その4人に対してゴブリンはお茶の準備を始めるが「そいつらには水で十分だ、水道から汲んで適当に出しとけ茶菓子も出すなよ」と、サンドイッチを食べ始めたフェンサーは冷たい態度を取ってくる。
「随分嫌われているが何かしたのかお前ら?」
「したと言うかそれが目的だったと言うか……」
「完成して半日も経ってなかったよな」
「要人警護にそっくりの人形を作って囮にしたんだ。怒ること無いだろフェンサー」
「怒ることないだと!」
横を向いて3人に聞いたウルズへそれぞれが答えると、フェンサーは義手の一本を動かして工具箱から取り出したスパナを投げてくる。そのスパナは誰にも当たらず床にも落ちなくて空中で制止すると元の工具箱の方へ動いていき中に収まった。
「ウラノスアイは便利な能力だな私も欲しいぐらいだ」
「基軸魔法と引き替えだし、膨大な情報を脳で処理するから慣れるまで地獄だぞ。半径数㎞にある物全てをより分けて制御するんだ、実験に耐えられず発狂した奴が大勢いるからお勧めはしない」
「基軸魔法が無くなるのは嫌だな」
「貴様らには人形に対する愛情が無いようだな」
「だから怒るなってフェンサー騒ぐような事じゃないだろうが」
蒼空にこう言われると感情的になった男は、持っていたハムサンドを握り潰すぐらいに怒り出してしまうのだった。

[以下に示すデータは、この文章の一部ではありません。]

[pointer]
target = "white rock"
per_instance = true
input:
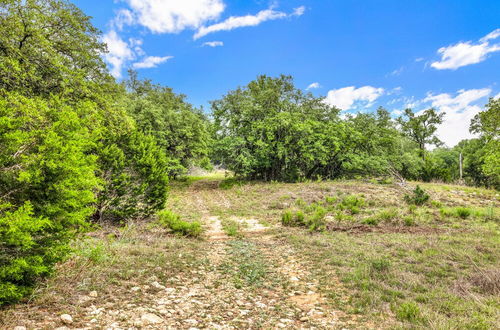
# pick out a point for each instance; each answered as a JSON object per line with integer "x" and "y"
{"x": 66, "y": 318}
{"x": 150, "y": 318}
{"x": 158, "y": 286}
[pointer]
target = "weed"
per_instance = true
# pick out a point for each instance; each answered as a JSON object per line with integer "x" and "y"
{"x": 380, "y": 265}
{"x": 418, "y": 197}
{"x": 352, "y": 203}
{"x": 409, "y": 221}
{"x": 408, "y": 311}
{"x": 231, "y": 227}
{"x": 463, "y": 212}
{"x": 172, "y": 221}
{"x": 388, "y": 215}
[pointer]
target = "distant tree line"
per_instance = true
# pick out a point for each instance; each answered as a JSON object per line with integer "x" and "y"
{"x": 270, "y": 130}
{"x": 76, "y": 146}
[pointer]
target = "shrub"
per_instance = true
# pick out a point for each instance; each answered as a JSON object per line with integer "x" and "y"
{"x": 409, "y": 221}
{"x": 172, "y": 221}
{"x": 380, "y": 265}
{"x": 134, "y": 170}
{"x": 418, "y": 197}
{"x": 352, "y": 203}
{"x": 408, "y": 311}
{"x": 290, "y": 219}
{"x": 463, "y": 212}
{"x": 46, "y": 182}
{"x": 317, "y": 221}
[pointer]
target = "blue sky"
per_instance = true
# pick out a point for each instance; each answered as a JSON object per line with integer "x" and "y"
{"x": 358, "y": 54}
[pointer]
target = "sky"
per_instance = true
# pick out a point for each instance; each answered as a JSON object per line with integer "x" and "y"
{"x": 356, "y": 54}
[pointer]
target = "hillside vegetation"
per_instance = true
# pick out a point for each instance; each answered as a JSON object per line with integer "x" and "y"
{"x": 95, "y": 199}
{"x": 379, "y": 263}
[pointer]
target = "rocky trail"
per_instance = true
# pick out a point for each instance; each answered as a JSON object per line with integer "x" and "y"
{"x": 251, "y": 281}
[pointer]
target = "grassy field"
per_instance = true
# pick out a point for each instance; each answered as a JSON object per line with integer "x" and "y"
{"x": 370, "y": 260}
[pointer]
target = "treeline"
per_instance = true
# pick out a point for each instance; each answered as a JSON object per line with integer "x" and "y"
{"x": 270, "y": 130}
{"x": 77, "y": 147}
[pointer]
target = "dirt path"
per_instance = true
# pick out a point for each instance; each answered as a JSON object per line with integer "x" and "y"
{"x": 253, "y": 281}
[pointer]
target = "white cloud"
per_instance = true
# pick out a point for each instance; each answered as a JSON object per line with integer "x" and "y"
{"x": 234, "y": 22}
{"x": 164, "y": 16}
{"x": 213, "y": 43}
{"x": 460, "y": 110}
{"x": 466, "y": 53}
{"x": 313, "y": 86}
{"x": 119, "y": 52}
{"x": 491, "y": 36}
{"x": 123, "y": 17}
{"x": 151, "y": 62}
{"x": 344, "y": 98}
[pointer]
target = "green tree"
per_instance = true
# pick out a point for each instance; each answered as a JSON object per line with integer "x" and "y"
{"x": 181, "y": 131}
{"x": 421, "y": 128}
{"x": 47, "y": 185}
{"x": 487, "y": 125}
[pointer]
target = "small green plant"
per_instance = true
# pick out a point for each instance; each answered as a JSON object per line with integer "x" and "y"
{"x": 388, "y": 215}
{"x": 287, "y": 218}
{"x": 372, "y": 221}
{"x": 409, "y": 221}
{"x": 317, "y": 221}
{"x": 380, "y": 265}
{"x": 172, "y": 221}
{"x": 418, "y": 197}
{"x": 408, "y": 311}
{"x": 463, "y": 212}
{"x": 352, "y": 203}
{"x": 231, "y": 228}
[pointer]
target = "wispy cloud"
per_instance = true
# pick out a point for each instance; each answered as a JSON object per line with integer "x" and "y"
{"x": 151, "y": 62}
{"x": 459, "y": 109}
{"x": 213, "y": 43}
{"x": 313, "y": 86}
{"x": 235, "y": 22}
{"x": 347, "y": 97}
{"x": 467, "y": 53}
{"x": 171, "y": 16}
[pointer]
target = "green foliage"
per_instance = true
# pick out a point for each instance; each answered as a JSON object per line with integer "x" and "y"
{"x": 172, "y": 221}
{"x": 135, "y": 174}
{"x": 271, "y": 130}
{"x": 182, "y": 132}
{"x": 422, "y": 128}
{"x": 418, "y": 197}
{"x": 352, "y": 203}
{"x": 47, "y": 186}
{"x": 463, "y": 212}
{"x": 408, "y": 311}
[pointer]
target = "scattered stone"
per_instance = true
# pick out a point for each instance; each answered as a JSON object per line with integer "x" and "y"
{"x": 66, "y": 318}
{"x": 150, "y": 318}
{"x": 158, "y": 286}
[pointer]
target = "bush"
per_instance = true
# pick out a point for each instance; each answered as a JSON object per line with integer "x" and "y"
{"x": 47, "y": 182}
{"x": 172, "y": 221}
{"x": 290, "y": 219}
{"x": 352, "y": 203}
{"x": 418, "y": 197}
{"x": 134, "y": 171}
{"x": 408, "y": 311}
{"x": 463, "y": 212}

「怒るなだと! プロを騙すから寸分の狂いも無いように作ってくれと、頼んでくるから丹精込めて作り上げたのにそれをお前達は……」
「いやだからな」
「ふつうは設計から始めて2週間以上は欲しい仕事を、俺は4日間もぶっ通しの徹夜で作ってやったんだ! それを半日も経たずに壊しやがって……」
「悪かったと思ってるよだがそれに見合うだけの報酬は渡しただろ」
「金の問題ではない壊れた人形はどうした!」
「ゴミとして処分した」
「貴様らーーーーーーーーー」
ハムサンドが飛んでくると空中で止まり、コーヒーカップや皿ごと飛んでくると空中で止まり、フェンサーが投げ続ける物が手近に無くなると漸く収まってくれる。
「フェンサーは重度のフェミニストだな。どこかでその名を聞いたような……」
《顕微鏡眼鏡を外したフェンサーの顔は、工房に籠っているせいか白くて女性のように奇麗。ミドルヘアーで背丈は普通のスラっとした体形だ。》(外見はマグレーと同レベルあんなのと比べるのもどうかと思うが……)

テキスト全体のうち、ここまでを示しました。